UPDATED 08:00 EDT / JANUARY 11 2012

NEWS

Survey: PHP Still Going Strong

With the growth of development platforms like Ruby on Rails and Node.js you might be temped to think that demand for the by now old school language PHP might be starting to decline. But judging by a survey of PHP developers conducted by PHP server vendor Zend Technologies, you’d be wrong. Of the respondents, only 9% saw less demand for PHP skills while 55% saw more demand and 36% saw no significant difference.

The survey of PHP developers, with 3,335 respondents, is the first in a series called Zend Developer Pulse, an initiative aimed at learning more about developers and the technologies they are using. You can find the full report here.

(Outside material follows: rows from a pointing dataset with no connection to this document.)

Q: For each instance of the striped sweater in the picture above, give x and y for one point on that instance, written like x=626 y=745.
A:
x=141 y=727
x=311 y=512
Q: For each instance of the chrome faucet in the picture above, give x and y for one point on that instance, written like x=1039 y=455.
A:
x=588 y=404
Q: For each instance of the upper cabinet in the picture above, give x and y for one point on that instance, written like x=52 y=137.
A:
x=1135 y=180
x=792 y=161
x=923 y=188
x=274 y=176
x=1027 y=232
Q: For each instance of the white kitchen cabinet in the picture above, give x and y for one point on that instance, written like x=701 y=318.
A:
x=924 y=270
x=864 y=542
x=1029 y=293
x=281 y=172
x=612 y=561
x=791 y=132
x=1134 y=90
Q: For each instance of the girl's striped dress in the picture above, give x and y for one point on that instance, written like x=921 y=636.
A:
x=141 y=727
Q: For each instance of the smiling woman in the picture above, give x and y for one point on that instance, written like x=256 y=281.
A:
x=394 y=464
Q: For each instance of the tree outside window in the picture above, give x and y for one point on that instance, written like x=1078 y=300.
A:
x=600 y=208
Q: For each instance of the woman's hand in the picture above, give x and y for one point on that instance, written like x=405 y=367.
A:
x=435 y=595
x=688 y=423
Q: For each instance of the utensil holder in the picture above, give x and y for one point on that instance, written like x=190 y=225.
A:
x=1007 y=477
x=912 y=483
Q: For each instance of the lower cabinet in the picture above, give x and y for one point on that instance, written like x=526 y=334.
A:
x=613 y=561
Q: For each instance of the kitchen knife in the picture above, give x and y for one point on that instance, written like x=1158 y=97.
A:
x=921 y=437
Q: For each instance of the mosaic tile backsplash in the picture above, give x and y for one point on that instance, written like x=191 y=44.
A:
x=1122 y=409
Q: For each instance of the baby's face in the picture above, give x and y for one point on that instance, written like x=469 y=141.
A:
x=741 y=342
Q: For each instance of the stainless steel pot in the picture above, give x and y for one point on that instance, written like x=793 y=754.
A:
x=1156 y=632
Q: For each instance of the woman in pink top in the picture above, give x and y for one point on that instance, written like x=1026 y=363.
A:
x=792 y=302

Zend clearly has an interest in promoting survey results that show PHP growing, but don’t forget that PHP still powers much of the Web. Facebook, Farmville and all those other Zynga games, Wikipedia, all those WordPress blogs, all those Drupal and Joomla sites, and so much more are all coded in PHP. Other sources cited in the survey include oDesk, which lists PHP as its most demanded programming language, and Indeed.com which shows that PHP is posting the largest job growth among several popular development languages:

Indeed graph

Here are some interesting results from the survey:

    • 66% expect to work on mobile development in 2012
    • 48% expect to produce APIs
    • 40% expect to work with big data

Although, according to the survey, there’s a tendency for PHP developers to spend most of their time working with PHP, the majority also work with JavaScript:

User interfaces were the top career development priority for the respondents, with 75% citing “next generation UI” as an important area for their careers. That was followed by mobile development, with 67% of respondents labeling it important.

Of the 39% of respondents who do plan to use the public cloud in 2012, 30% said they will be using Amazon Web Services, 28% said they were undecided and 10% said they will use Rackspace. No other public cloud got more than 10%. Developers at large companies – greater than 5,000 employees – were most likely (52%) to say that cloud-based development was a key area for career focus.

The report sheds some light on what’s going on in application development. Thanks to open source technologies like HipHop from Facebook and PHP-FPM, along with newer (compared to Apache) Web servers like Ngnix and Lightspeed, PHP can compete with other languages on performance. Although classic languages like PHP aren’t going away, developers are increasingly interested in cloud, mobile and big data development. It’s these new frontiers that aren’t driving technology.